Tudo bem, mas o que é, enfim, que Margaret Thatcher tem a ver com isso? Explico. É claro que os sindicatos e suas centrais sindicais reclamaram do maior espaço para os privados (livres do OGMO). Para a Federação Nacional dos Portuários, a MP 595 seria “uma afronta à democracia”. Realmente não consigo identificar relação entre o estranho OGMO e a democracia. A Federação também não explica porque a democracia estaria afrontada com a MP dos portos. De qualquer forma, é mais do que esperado que os sindicatos reclamem.

Afinal, não se pode esperar aplauso de quem vai perder uma ótima mamata (aqui no sentido de arranjo, como está no Houaiss). O problema é que o governo dá sinais de que pode ceder aos apelos dos sindicatos. Precisamente aqui é que faz sentido falar de Margaret Thatcher. A ex-primeira-ministra enfrentou os sindicatos. E começou pelo mais poderoso de todos: o sindicato dos mineiros ingleses.

Muitas minas a carvão na Inglaterra eram deficitárias. O Estado bancava o prejuízo. A força do sindicato dos mineiros (apoiado pelo velho Labor Party) impedia qualquer questionamento. Não sei se os mineiros ingleses diziam à época que o fechamento de minas deficitárias seria “uma afronta à democracia”, mas argumentos não costumam faltar aos sindicatos (o que costuma faltar é densidade lógica). Thatcher resolveu enfrentar os sindicalistas. Anunciou o fechamento da primeira mina deficitária. Os mineiros iniciaram uma greve. Thatcher não recuou. Fechou outras 150 minas. Mais de 230 mil mineiros perderam o emprego (há controvérsia em torno destes números, ressalvo). Em determinado momento, até o Partido Conservador pediu a Thatcher que considerasse um recuo. A greve, muito violenta, durou um ano e meio. A resposta ficou famosa: “Esta senhora não é de recuar”.

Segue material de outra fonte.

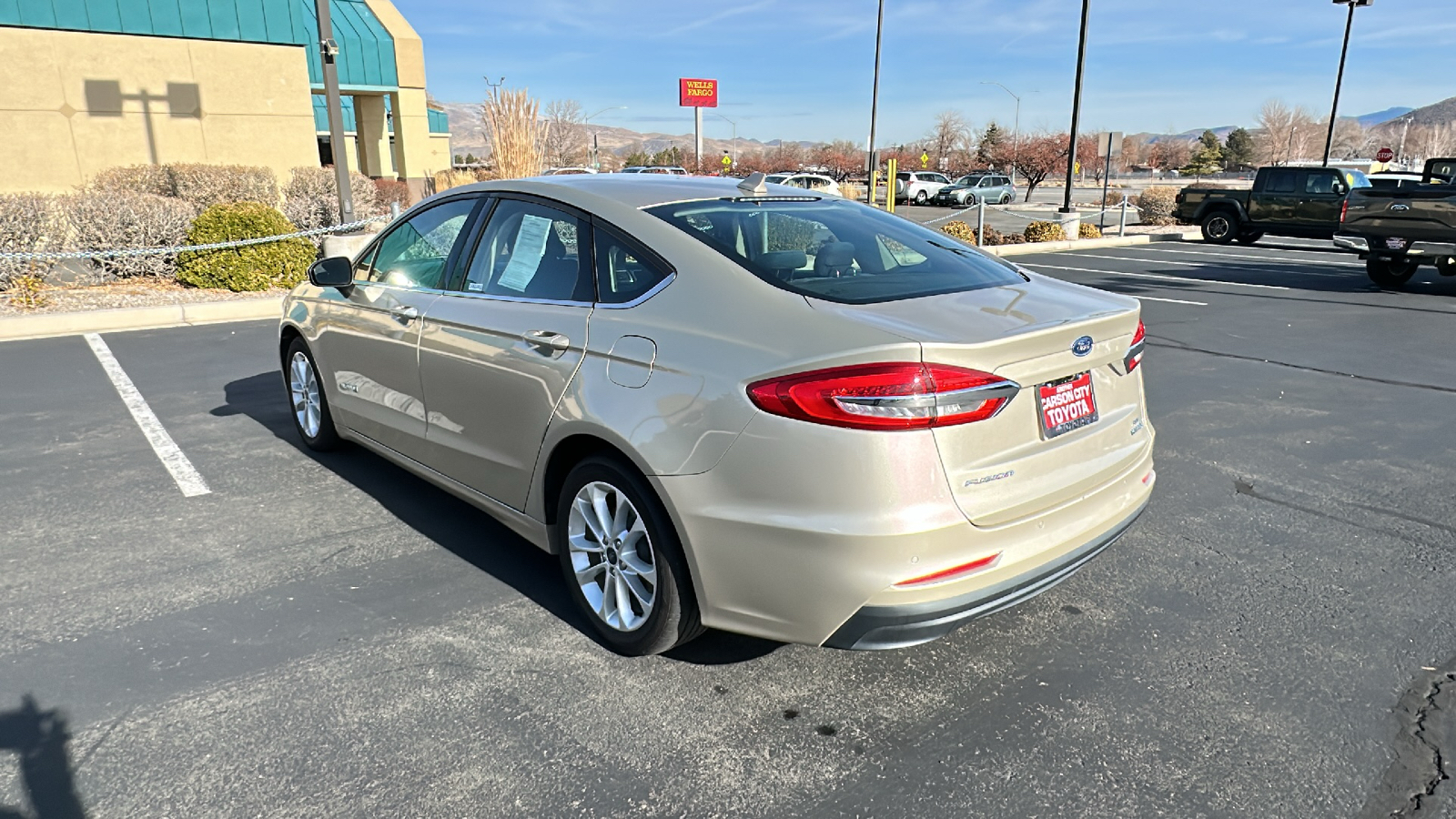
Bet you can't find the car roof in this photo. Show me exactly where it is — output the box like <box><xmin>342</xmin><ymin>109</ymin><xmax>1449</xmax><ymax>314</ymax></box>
<box><xmin>450</xmin><ymin>174</ymin><xmax>805</xmax><ymax>208</ymax></box>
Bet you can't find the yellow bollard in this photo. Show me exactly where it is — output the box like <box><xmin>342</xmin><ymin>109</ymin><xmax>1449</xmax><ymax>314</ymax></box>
<box><xmin>885</xmin><ymin>157</ymin><xmax>895</xmax><ymax>213</ymax></box>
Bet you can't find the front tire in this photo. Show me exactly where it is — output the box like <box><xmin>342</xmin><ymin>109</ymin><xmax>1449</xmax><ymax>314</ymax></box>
<box><xmin>551</xmin><ymin>458</ymin><xmax>703</xmax><ymax>656</ymax></box>
<box><xmin>282</xmin><ymin>339</ymin><xmax>339</xmax><ymax>451</ymax></box>
<box><xmin>1203</xmin><ymin>210</ymin><xmax>1239</xmax><ymax>245</ymax></box>
<box><xmin>1366</xmin><ymin>257</ymin><xmax>1421</xmax><ymax>290</ymax></box>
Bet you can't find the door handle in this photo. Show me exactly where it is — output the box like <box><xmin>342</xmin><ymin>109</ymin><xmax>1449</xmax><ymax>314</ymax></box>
<box><xmin>521</xmin><ymin>329</ymin><xmax>571</xmax><ymax>354</ymax></box>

Aqui, o primeiro grito dos sindicatos já faz o governo pensar em negociar, em recuar. Nada contra negociar com sindicatos, mas há momentos para endurecer. Não é possível que a modernização dos portos brasileiros seja postergada por ilegítima pressão de uma Federação de Portuários com o papo furado da “afronta à democracia”. Chega de leniência com os sindicatos. A letargia da operação portuária custa muito ao País. Um litro de sangue da genial Maggie nas veias da presidente Dilma resolve a parada com os sindicatos de portuários. Que façam greve. Pelo tempo que for. É hora de enfrentar esta turma. Que a presidente Dilma também possa dizer: “Esta senhora não é de recuar”.

Sou irredutível? Claro que não. Mudo todo meu discurso se me derem a presidência da Federação dos Portuários ou, melhor ainda, um emprego de prático, trabalhando oito dias ao mês por trezentos mil reais de salário. Muito simples.